A couple of weeks ago, the Los Angeles Times published a story about how 1.5- and second-generation Vietnamese were modernizing Little Saigon's restaurant scene by introducing friendly customer service, better-quality food, and higher prices. Reporter My-Thuan Tran wasn't particularly generous to the hundreds of restaurants that make Little Saigon one of the country's great ethnic enclaves, dismissing them as “grungy, low-tech, basic eateries that were turn-offs to some diners.” Chula: and what's wrong with that? Sleeker nouveau Viet chow houses like Quan Hop, Brodard Chateau, and S Fine Dining are all excellent, yes, but nothing beats delicious, cheap food—damn the service, the atmosphere, the bloody scene. Give me the dives—give me BUN BO HUE SO 1.

Here is Tran's nightmare: a cramped, loud space that reeks of fish sauce and usually blasts the overwrought Paris by Night musical productions that make Bollywood seem as modest as a Quaker meeting house. Someone will hand you a menu and return a minute later, demanding you order. No one checks up on you afterward, and you must approach the register to pay your bill. Horror of horrors! Prissy types expecting the Ritz-Carlton can go to . . . well, the Ritz-Carlton; you're here for the rude, wonderful, eponymous bún bò Hue, central Vietnam's famed soup.

Pho was long-ago assimilated into the Orange County palate, but bún bò Hue still isn't quite there. Whereas pho is gentle and savory, bún bò Hue is a visual, olfactory and palatal smack: brick-red, usually bobbing with cubes of congealed pork blood, and with enough lemongrass and chile to (insert tasteless napalm joke here). You decide how many bitter herbs and how much chile oil and fermented shrimp paste to add, but the traditional way demands you put enough in to make the bún bò Hue radiate.

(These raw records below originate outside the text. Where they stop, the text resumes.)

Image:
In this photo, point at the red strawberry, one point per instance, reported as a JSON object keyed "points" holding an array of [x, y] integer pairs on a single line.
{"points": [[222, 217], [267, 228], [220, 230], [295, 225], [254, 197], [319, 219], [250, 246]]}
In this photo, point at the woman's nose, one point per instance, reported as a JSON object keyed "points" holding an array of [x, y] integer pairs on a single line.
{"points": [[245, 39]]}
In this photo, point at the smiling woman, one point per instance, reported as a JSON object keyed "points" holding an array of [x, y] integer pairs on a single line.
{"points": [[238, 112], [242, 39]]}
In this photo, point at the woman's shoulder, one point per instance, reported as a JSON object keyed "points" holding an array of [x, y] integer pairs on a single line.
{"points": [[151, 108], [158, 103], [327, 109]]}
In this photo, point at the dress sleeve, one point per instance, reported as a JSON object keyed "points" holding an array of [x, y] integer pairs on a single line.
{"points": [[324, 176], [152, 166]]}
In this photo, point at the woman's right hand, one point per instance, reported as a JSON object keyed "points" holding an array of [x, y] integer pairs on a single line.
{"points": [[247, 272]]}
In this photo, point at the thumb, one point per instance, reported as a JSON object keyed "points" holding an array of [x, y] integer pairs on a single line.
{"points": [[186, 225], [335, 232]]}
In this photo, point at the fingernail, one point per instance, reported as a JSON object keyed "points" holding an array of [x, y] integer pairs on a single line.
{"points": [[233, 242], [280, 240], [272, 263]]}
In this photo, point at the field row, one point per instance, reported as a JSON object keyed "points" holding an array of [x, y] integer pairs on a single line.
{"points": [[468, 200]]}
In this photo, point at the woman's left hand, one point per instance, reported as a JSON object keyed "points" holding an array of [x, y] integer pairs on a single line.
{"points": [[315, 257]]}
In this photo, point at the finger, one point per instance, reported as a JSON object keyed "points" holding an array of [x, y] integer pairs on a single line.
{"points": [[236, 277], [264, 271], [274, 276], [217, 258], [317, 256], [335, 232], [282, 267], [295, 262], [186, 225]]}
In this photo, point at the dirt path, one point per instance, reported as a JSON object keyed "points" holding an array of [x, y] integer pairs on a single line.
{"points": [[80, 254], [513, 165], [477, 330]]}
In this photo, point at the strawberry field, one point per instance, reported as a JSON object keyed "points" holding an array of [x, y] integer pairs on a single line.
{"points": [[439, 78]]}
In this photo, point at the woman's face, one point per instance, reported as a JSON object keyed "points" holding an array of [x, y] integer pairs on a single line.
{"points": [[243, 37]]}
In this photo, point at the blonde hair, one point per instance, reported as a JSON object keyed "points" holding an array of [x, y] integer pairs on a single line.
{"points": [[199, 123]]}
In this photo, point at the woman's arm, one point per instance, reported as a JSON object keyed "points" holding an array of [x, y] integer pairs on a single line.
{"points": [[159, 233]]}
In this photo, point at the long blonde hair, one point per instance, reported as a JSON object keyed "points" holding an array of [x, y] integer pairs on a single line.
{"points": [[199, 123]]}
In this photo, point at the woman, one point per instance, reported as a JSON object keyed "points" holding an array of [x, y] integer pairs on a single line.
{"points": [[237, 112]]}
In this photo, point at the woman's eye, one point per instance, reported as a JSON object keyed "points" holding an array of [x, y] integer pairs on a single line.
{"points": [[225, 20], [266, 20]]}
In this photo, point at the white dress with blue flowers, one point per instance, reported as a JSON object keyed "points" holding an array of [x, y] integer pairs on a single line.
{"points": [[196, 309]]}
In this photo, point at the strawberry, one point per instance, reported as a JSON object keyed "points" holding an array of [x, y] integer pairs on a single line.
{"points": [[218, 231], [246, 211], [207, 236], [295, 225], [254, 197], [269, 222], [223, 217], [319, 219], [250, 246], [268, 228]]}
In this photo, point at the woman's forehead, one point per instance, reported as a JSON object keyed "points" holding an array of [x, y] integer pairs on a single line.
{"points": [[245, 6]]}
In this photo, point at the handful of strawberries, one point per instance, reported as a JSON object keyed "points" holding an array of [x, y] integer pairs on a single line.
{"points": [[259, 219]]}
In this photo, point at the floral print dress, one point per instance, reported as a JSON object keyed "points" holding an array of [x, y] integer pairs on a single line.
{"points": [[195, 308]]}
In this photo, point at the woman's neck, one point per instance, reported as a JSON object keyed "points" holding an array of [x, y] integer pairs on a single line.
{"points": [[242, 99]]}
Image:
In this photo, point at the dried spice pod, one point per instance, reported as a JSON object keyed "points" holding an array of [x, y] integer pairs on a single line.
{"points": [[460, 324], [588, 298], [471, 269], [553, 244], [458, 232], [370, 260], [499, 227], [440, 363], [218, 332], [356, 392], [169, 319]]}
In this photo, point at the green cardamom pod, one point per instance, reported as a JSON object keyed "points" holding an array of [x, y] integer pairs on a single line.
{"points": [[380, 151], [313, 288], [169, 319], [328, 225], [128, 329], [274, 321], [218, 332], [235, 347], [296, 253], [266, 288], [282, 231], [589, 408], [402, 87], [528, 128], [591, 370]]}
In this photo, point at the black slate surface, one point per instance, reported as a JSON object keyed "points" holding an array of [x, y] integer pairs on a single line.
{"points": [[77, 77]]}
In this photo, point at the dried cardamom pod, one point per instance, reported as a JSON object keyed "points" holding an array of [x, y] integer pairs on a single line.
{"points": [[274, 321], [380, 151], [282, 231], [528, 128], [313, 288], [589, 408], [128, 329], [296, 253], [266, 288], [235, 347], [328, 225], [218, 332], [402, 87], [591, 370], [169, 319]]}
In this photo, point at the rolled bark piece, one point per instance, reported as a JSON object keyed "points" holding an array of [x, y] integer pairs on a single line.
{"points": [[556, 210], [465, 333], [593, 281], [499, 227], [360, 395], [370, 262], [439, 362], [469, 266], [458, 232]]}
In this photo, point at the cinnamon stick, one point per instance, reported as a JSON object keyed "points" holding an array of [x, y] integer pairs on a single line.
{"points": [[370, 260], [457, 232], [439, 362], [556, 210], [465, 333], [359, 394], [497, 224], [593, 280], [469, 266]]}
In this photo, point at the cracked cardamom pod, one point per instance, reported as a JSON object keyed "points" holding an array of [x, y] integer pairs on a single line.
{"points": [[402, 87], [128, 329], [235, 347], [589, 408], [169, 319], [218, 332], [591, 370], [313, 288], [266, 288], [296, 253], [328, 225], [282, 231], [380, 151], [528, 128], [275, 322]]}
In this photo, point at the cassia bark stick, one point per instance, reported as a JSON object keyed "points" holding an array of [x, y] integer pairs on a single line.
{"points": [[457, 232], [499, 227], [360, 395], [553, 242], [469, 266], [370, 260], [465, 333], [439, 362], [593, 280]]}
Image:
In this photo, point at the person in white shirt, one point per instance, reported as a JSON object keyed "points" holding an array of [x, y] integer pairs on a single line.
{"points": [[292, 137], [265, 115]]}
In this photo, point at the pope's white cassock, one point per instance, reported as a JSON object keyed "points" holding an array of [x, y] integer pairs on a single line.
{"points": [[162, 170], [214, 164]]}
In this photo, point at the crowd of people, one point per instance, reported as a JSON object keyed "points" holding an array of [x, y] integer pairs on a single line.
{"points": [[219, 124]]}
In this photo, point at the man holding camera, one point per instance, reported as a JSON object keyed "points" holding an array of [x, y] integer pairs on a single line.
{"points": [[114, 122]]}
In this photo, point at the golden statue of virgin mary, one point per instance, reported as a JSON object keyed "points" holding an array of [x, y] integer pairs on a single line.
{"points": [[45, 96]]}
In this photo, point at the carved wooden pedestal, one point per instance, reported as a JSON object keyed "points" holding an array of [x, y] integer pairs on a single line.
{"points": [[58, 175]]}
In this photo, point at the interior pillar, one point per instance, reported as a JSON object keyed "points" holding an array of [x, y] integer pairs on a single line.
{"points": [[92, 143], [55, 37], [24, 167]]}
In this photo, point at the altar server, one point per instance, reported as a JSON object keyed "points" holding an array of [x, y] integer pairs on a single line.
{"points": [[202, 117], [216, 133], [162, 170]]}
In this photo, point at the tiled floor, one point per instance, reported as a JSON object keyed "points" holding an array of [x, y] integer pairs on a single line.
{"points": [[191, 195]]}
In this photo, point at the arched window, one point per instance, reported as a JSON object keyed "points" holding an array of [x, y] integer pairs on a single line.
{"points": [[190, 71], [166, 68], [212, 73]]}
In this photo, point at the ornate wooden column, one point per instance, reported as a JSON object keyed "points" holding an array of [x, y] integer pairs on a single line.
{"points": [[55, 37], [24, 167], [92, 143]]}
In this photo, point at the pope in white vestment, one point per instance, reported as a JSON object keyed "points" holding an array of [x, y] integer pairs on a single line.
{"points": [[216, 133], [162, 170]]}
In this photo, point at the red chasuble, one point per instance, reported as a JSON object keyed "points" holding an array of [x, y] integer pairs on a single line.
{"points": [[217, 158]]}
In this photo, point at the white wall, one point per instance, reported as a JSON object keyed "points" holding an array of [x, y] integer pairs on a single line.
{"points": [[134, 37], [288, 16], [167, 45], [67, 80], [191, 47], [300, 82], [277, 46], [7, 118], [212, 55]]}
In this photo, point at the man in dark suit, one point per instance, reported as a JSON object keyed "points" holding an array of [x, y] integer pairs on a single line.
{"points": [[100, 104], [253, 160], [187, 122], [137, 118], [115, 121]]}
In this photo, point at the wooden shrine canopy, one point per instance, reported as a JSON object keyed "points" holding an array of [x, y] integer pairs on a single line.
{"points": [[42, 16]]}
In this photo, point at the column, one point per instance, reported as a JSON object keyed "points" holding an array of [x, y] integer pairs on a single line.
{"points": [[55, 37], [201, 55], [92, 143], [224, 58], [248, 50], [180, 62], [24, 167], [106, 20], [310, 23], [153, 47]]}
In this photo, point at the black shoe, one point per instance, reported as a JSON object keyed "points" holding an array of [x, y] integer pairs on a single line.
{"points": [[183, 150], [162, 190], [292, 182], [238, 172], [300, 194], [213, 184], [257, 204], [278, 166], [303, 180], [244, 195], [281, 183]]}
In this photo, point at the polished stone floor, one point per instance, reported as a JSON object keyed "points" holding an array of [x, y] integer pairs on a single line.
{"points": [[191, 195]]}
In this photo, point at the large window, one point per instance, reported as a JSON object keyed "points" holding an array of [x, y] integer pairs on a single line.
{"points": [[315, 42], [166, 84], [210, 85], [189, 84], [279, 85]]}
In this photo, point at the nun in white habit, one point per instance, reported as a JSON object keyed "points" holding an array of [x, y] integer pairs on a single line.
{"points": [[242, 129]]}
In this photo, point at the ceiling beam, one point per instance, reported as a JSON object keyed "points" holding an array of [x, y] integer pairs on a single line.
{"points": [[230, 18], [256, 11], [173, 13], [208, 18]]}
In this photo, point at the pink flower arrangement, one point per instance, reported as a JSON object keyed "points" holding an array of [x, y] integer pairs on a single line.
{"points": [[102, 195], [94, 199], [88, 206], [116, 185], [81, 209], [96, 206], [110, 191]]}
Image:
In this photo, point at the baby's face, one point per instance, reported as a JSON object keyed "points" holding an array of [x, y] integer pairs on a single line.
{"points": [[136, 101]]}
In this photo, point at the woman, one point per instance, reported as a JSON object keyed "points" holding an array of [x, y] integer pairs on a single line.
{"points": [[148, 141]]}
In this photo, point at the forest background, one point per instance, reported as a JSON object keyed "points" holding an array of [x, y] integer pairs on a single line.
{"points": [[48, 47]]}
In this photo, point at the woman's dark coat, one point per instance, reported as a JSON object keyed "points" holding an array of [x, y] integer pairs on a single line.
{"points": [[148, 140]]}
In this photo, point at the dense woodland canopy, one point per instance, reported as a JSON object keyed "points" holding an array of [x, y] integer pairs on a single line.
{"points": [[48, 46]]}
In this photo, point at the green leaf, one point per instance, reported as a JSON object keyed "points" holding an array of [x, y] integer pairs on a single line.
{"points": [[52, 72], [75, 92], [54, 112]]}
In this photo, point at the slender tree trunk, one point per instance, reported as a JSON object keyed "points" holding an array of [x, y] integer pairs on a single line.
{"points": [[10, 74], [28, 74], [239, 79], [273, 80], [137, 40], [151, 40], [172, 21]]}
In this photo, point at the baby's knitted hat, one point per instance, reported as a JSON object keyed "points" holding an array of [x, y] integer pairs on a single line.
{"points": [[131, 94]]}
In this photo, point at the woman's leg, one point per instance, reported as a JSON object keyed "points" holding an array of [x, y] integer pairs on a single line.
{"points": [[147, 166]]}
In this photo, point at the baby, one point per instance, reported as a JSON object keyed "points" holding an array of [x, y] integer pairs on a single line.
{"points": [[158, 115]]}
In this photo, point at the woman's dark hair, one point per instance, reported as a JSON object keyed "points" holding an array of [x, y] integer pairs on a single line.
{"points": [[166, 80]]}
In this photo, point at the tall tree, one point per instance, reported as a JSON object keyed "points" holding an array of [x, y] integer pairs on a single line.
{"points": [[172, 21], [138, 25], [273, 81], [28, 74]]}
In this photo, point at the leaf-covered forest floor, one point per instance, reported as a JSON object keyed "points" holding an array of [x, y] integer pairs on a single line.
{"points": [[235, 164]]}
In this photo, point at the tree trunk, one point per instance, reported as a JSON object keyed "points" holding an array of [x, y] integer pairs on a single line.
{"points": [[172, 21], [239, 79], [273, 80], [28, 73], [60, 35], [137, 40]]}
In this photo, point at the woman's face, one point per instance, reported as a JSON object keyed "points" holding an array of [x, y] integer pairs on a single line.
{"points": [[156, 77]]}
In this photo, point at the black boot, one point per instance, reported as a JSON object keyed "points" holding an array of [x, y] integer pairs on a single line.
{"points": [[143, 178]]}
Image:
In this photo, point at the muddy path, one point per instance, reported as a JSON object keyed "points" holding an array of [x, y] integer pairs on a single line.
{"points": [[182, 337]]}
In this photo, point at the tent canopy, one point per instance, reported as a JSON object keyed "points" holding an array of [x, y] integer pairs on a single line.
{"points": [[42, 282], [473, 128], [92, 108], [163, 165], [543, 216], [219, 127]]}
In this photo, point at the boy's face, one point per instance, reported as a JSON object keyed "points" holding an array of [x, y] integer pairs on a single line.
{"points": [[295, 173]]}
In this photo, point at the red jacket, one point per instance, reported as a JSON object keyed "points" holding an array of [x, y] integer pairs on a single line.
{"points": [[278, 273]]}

County Vietnamese consistently mention Bún Bò Hue So 1 as one of Little Saigon's top-five restaurants for its soup, and the results don't disappoint. Cooks prepare 10 versions, from abattoir-like bowls stuffed with skin-on pork hocks, the aforementioned pork-blood cubes and other offal bits to a vegetarian version containing only rice noodles and bean sprouts. The happy medium is one with sliced beef and delicious pork sausage: meaty, zesty, everything that's great and wonderful about eating. Add a large lemonade and a big cup of mung beans doused with coconut milk, and your wallet is $8 lighter—roughly the cost of one of the cheaper entrées at Tran's much-ballyhooed upscale Little Saigon places. The choice is yours.